Chapter 24, Problem 15E

(a)

To determine

The lens-to-film distance.

Answer to Problem 15E

The lens-to-film distance is $0.0508\text{m}$.

Explanation of Solution

Write the expression for the focal length of the lens.

  $\frac{1}{f}=\frac{1}{v}+\frac{1}{u}$                                                                                        

Here, $f$ is the focal length of the lens, $v$ is the image distance and $u$ is the object distance.

Rearrange the above expression for the image distance.

  $\frac{1}{v}=\frac{1}{f}-\frac{1}{u}$        (I)

Conclusion:

Substitute $0.05\text{m}$ for $f$ and $3\text{m}$ for $u$ in equation (I).

  $\begin{array}{c}\frac{1}{v}=\frac{1}{\left(0.05\text{m}\right)}-\frac{1}{\left(3\text{m}\right)}\\ =\left(20-\frac{1}{3}\right)\text{m}\\ =\frac{59}{3}\text{m}\end{array}$

Simplify the above expression for the image distance.
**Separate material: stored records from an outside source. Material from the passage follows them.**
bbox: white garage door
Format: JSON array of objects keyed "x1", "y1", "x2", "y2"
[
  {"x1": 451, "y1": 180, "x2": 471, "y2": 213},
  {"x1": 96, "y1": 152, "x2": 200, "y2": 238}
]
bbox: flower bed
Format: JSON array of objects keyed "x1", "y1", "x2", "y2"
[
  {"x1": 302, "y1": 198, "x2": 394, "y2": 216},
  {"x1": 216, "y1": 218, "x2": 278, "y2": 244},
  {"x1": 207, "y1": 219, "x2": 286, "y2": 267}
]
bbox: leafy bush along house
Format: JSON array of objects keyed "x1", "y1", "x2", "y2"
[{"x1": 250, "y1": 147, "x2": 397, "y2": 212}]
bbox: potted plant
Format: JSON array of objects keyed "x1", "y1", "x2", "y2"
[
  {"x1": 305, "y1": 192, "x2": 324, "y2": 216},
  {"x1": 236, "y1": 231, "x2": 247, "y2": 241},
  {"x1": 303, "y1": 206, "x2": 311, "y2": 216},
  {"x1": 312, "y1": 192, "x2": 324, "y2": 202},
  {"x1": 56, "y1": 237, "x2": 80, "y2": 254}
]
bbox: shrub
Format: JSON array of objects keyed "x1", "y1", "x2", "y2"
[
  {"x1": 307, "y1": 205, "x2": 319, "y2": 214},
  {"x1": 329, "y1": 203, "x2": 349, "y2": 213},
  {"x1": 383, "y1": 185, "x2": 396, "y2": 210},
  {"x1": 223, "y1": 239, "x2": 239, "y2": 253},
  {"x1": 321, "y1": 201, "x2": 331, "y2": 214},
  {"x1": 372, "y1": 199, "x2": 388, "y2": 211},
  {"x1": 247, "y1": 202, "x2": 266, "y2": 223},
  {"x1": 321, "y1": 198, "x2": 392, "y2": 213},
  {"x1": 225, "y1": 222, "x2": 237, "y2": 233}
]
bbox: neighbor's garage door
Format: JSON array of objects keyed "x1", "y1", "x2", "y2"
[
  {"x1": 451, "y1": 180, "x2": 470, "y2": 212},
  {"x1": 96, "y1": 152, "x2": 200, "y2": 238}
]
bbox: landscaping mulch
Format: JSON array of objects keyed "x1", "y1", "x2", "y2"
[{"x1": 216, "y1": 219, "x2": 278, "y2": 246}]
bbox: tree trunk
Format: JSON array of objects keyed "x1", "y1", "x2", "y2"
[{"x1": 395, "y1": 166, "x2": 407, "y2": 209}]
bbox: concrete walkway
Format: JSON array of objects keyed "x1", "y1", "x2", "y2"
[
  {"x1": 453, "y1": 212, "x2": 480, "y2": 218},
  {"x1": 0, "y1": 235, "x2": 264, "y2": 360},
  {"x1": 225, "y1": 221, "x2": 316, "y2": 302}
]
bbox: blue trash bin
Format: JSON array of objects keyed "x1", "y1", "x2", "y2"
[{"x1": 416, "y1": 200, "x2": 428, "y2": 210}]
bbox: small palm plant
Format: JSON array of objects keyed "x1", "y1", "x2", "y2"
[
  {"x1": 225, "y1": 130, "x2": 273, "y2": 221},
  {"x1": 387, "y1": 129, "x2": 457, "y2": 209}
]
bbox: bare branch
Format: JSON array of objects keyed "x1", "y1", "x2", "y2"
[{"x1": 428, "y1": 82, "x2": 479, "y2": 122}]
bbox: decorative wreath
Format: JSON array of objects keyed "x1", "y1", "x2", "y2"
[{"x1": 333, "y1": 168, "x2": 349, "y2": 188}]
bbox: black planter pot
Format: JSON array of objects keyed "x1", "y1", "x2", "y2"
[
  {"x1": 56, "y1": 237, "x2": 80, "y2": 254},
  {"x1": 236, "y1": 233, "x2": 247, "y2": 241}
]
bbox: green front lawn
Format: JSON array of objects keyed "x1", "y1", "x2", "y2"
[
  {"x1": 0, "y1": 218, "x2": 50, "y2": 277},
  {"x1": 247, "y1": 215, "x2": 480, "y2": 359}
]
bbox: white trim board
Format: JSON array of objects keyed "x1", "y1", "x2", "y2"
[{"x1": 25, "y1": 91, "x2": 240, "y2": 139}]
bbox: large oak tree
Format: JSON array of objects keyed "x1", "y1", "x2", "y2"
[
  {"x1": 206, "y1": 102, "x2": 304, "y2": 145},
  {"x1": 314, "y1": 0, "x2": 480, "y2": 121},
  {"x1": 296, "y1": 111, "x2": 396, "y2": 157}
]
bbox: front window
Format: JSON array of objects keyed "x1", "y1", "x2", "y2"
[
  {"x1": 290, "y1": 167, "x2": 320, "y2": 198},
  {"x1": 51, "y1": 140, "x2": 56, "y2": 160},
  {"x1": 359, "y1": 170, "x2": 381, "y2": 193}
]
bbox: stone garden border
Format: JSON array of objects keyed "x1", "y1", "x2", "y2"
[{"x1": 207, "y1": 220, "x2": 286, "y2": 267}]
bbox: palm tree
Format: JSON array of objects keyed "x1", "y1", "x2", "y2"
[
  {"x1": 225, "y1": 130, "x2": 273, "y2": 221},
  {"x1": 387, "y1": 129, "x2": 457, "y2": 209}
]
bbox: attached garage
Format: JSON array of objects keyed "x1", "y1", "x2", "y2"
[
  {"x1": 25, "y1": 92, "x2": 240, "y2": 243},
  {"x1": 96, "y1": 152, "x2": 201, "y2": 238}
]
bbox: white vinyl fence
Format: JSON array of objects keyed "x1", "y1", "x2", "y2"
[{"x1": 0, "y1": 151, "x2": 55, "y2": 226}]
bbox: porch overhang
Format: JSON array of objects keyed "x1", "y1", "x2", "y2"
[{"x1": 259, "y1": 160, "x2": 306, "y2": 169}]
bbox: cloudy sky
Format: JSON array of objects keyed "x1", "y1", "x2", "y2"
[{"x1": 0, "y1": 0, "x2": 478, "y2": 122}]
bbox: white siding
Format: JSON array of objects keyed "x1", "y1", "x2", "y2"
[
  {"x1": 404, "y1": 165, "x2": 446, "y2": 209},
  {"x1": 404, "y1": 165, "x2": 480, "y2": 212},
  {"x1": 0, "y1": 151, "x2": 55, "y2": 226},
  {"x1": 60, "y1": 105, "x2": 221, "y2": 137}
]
  $\begin{array}{c}v=\left(\frac{3}{59}\right)\text{m}\\ =0.0508\text{m}\end{array}$

Thus, the lens-to-film distance is $0.0508\text{m}$.

(b)

To determine

The linear magnification of the lens.

Answer to Problem 15E

The linear magnification of the lens is $-0.0169$.

Explanation of Solution

Write the expression for the focal length of the lens.

  $\frac{1}{f}=\frac{1}{v}+\frac{1}{u}$                                                                                        

Here, $f$ is the focal length of the lens, $v$ is the image distance and $u$ is the object distance.

Rearrange the above expression for the image distance.

  $\frac{1}{v}=\frac{1}{f}-\frac{1}{u}$        (I)

Write the expression for the magnification of the lens.

  $m=-\frac{v}{u}$        (II)

Here, $m$ is the magnification of the lens.

Conclusion:

Substitute $0.05\text{m}$ for $f$ and $3\text{m}$ for $u$ in equation (I).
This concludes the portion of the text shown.